/pupil-size

Matlab scripts for preprocessing pupil size timeseries

Primary LanguageMATLABGNU General Public License v3.0GPL-3.0

Note: the pipeline implemented in this code has been incorporated into the PhysioData Toolbox, which is a free compiled application aimed at creating an easy-to-use graphical environment for visualizing, segmenting and analyzing physiological data. See https://physiodatatoolbox.leidenuniv.nl/ for more information.

pupil-size

MATLAB scripts for preprocessing pupil size timeseries.

This code assumes that the user is proficient in MATLAB, with knowledge of Object Oriented Programming and Handle classes.

The code requires the ‘Signal Processing Toolbox’ and the ‘Statistics and Machine Learning Toolbox’, and was tested with MATLAB versions 2012b, 2016a & 2017a, running on Windows 7.

Data Models:

This repository contains a collection of Matlab classes and helper scripts that can be used for preprocessing pupil size data in an object-oriented manner.

  1. RawFileModel.m: used to generate standardized matlab files containing raw pupil-size data and segmentation information.

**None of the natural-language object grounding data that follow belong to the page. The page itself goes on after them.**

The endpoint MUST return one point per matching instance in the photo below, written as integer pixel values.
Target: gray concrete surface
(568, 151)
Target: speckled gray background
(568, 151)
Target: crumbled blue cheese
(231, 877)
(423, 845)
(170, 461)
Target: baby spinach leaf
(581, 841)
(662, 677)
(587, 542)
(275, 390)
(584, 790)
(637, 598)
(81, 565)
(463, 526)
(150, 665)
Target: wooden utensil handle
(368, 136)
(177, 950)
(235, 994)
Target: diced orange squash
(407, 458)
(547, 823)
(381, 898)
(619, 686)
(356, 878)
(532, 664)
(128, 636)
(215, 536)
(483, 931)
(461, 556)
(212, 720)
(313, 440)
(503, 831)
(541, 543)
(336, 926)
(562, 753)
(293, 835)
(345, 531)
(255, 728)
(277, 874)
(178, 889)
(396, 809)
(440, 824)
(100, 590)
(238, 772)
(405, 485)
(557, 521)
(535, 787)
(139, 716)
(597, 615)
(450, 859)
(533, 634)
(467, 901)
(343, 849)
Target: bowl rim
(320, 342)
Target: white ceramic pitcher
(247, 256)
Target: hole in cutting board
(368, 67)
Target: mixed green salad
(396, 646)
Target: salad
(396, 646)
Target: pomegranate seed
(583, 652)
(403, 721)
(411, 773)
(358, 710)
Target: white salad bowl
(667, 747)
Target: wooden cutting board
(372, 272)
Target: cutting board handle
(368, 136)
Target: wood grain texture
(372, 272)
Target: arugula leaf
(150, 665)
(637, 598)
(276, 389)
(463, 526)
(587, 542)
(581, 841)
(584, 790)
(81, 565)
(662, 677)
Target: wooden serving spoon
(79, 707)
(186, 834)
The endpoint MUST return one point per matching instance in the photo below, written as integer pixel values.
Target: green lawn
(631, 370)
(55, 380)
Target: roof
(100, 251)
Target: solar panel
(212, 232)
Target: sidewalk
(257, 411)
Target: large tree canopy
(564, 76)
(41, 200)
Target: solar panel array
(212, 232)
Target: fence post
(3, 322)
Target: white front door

  2. PupilDataModel.m: this is the main class basic users should interact with, it holds the classes mentioned below, and its methods run the batch segment analysis and plotting functions.

  3. RawSamplesModel.m: this class manages the raw data of a single pupil, and performs raw-data filtering to remove samples associated with noise and artifacts. The samples that remain after filtering are the valid samples.

  4. ValidSamplesModel.m: this class handles the valid samples and performs interpolation and smoothing

Workflow:

The generalized preprocessing pipeline consists of the following steps:

  1. Convert eye-tracker output to compatible matlab .mat files containing the pupil size data and metadata, as well as information about how to segments the recording into the desired sections.

  2. Instantiate the PupilDataModel objects.

  3. Filter the raw data by running the filterRawData() method of the PupilDataModel instances.

  4. Process the valid samples and generate smooth interpolated signals by running the processValidSamples() method of the PupilDataModel instances.

  5. Analyze each segment by running the analyzeSegments() method of the PupilDataModel instances.

  6. Visualize the data by running the plotData() method of the PupilDataModel instances.

NOTE: the abovementioned PupilDataModel methods can be run on PupilDataModel arrays as well as PupilDataModel scalars. See Examples.

Examples:

The /code/Examples/ folder contains two example applications:

  • Dataset 1: Processing monocular pupil size data collected using SR-Research's Eyelink system.
  • Dataset 2: Processing binocular pupil size data collected using E-Prime Extensions for Tobii.